If you need CPR, find the nearest freshman


A firefighter speaking to students

Veronika Dvorakova, Art Director/Columnist

A firefighter speaking to students
A firefighter speaking to students

The main goal of the promising new CPR program that has been introduced to the freshmen at Carlmont is to make as many people comfortable with saving lives as possible.

“We want to get the kids to do it to the beat of the song Stayin’ Alive by the Bee Gees, because it’s 100 beats per minute,” said Dr. Karen Li.

If an individual stops breathing, his or her heart stops beating. He or she can survive between four and six minutes before experiencing brain damage as theĀ  result of a lack of oxygen. By artificially circulating oxygen to the brain, CPR gives people a chance to survive.

Participants in this hands-only CPR course do not earn certifications, but they do learn skills that could save lives in a very efficient manor.

The three parts of the 40 minute class are learning how to do compressions on the mannequins, how to use an automatic external defibrillator, and how to help a person who is choking.

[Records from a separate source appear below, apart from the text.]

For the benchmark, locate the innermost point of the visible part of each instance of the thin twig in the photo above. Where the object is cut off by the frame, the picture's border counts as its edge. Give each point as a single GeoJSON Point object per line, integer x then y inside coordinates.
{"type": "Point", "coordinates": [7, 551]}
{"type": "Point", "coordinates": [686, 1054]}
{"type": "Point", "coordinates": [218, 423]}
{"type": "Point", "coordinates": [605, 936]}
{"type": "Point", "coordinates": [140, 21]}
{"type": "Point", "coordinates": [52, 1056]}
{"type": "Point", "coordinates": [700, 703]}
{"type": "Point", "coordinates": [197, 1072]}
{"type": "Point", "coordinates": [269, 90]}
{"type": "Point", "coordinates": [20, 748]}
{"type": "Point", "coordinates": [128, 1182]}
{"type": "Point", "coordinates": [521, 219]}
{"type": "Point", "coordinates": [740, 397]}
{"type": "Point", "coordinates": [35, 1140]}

As the students performed compressions on their mannequins based on the instructions of the video, Li also said: “Our goal is not only to train our entire high school district, but the county and beyond. It would be nice to teach high school students even beyond the borders of our high school district.”

This program is a big collaboration between a variety of community members such as fire fighters and people from Sequoia hospital.

The students were very attentive, but according to Alex Wildman, “The video was silly at times; it was kind of hard to ignore the innuendos (push hard, push fast). We are all a little immature.”

This program has been created by the community to save lives within the community and will hopefully have excellent results.